In 1984, ColorCAM was ported onto the newly introduced 16-bit IBM AT computer. At that time the only available colour graphics adapter (CGA) had a resolution of 320×200 pixels, not sufficient for a CAD application. So the HEMA graphics was turned into an external "graphic box" and connected with the IBM AT via the parallel port. A next major improvement was the introduction of an expansion board using the Hitachi ACRTC HD63484 graphics controller. With up to 1 megabyte of video RAM, it was possible to create a 1600×1200-pixel graphic with four bits/pixel and display it on a 1024×786 cathode ray tube (CRT) display. The processing power of the IBM-AT class of computers was too low to implement algorithms for the automatic routing of tracks on the PCB. Therefore, a solution using Maze runner concepts was realized on an expansion board using the INMOS Transputer to boost the processing power.

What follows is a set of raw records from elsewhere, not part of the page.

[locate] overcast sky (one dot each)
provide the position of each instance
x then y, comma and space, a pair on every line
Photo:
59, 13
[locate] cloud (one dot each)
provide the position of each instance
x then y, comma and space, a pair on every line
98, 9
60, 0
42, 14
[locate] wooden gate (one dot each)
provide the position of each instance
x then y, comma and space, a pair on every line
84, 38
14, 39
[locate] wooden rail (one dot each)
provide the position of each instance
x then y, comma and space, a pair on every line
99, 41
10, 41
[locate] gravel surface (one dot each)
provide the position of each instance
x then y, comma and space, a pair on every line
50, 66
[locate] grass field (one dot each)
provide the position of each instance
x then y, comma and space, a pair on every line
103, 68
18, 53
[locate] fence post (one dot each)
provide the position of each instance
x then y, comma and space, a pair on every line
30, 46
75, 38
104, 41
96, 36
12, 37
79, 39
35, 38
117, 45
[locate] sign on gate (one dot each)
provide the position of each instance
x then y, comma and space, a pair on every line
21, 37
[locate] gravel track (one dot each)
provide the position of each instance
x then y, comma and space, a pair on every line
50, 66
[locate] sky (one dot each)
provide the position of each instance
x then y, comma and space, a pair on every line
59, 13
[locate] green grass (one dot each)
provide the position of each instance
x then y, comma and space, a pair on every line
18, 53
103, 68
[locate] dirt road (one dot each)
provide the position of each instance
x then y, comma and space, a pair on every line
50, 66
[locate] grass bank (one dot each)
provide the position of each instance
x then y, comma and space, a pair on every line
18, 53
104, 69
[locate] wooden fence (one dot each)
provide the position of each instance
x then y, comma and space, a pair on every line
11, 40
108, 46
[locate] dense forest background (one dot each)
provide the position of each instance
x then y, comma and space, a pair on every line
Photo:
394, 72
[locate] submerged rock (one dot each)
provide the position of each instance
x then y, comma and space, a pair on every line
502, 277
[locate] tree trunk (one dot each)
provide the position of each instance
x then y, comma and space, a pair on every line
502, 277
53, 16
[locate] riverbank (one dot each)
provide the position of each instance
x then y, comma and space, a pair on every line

ColorCAM itself was written in the Pascal programming language with only small parts in assembly language.

On the CAM side, ColorCAM was optimized for running the milling and drilling machines from LPKF Laser & Electronics AG for the production of PCB prototypes.

Support and sales of ColorCAM were discontinued in 1993. In total, more than 1000 licenses of ColorCAM were sold worldwide by LPKF Laser & Electronics AG within less than 10 years.